In the House….After last week’s indictment of Rep. Rick Renzi (R-Ariz.), the House continued its skittish debate over the creation of an independent ethics office. Democrats yanked a slated vote on the proposal as the GOP offered a competing plan to expand the existing ethics committee; neither proposal would grant subpoena power to a new body. By 212-198 vote, Democrats defeated a GOP attempt to force a vote on Senate-passed FISA legislation that grants telecom companies immunity. On Wednesday, the House voted to eliminate $18 billion in tax subsidies for oil companies and expand renewable energy incentives. That bill, HR5351, faces an uphill Senate fight and White House veto.
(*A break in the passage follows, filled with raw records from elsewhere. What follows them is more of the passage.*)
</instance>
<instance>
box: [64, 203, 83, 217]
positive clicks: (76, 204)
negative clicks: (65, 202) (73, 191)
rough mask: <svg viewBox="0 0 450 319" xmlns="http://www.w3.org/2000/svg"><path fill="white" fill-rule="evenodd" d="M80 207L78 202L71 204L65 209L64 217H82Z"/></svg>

In the Senate….The largest $35-billion Indian health care overhaul in over a decade won passage after protracted battle, increasing federal spending by an annual average of $500 million for 10 years. “People are literally dying because we have not acted,” said Sen. Byron Dorgan (D-North Dakota), the chief sponsor. In what was expected to be a largely symbolic move, two of Sen. Russ Feingold (D-Wis.)’s Iraq-related measures were unexpectedly seized by the Republicans as an opportunity to debate the success of the “surge,” and simultaneously delay consideration of a Democrat-backed housing bill. After three days, the Democrats pulled the two bills without final votes taken. Sen. Harry Reid (D-Nev.)’s subsequent attempt to take up the housing bill likewise stalled as Republicans pilloried its proposal to allow bankruptcy judges’ modification of mortgage terms for principal residences; the White House threatened to veto the bill.
Also this week, under threat of subpoena, former Attorney General John Ashcroft agreed to testify before the House about the no-bid, 18-month consulting contract worth up to $52 million his company was awarded to oversee a DOJ settlement. In a packed Cambridge public hearing, the FCC weighed whether to discourage cable giants like Comcast from discriminating against particular web sites or types of traffic. Both the House and Senate voted to extend the Andean trade promotion program for 10 months. Meanwhile over the weekend, state governors entreated Congress to end new Medicaid regulations that would shift billions onto already struggling state budgets (fully 21 states face budget shortfalls in 2009).
On Wednesday, the House Foreign Affairs Committee approved a bill to reauthorize Bush’s global AIDS program, boosting Bush’s original $30 billion funding request to $50 billion and eliminating the requirement that one-third of funding promote abstinence education. The White House reacted less than enthusiastically: “We don’t think it’s smart to send additional American taxpayer dollars that will sit there and not be used, or used ineffectively,” said Dana Perino.
And as the Republican Study Committee urged more business tax cuts, at a Thursday press conference, President Bush exhorted Congress to make his 2001 and 2003 tax cuts permanent. The President also rebuffed the notion that the U.S. was experiencing a recession: ”We’ll make it through this period just like we made it through other periods of uncertainty during my presidency,” he said.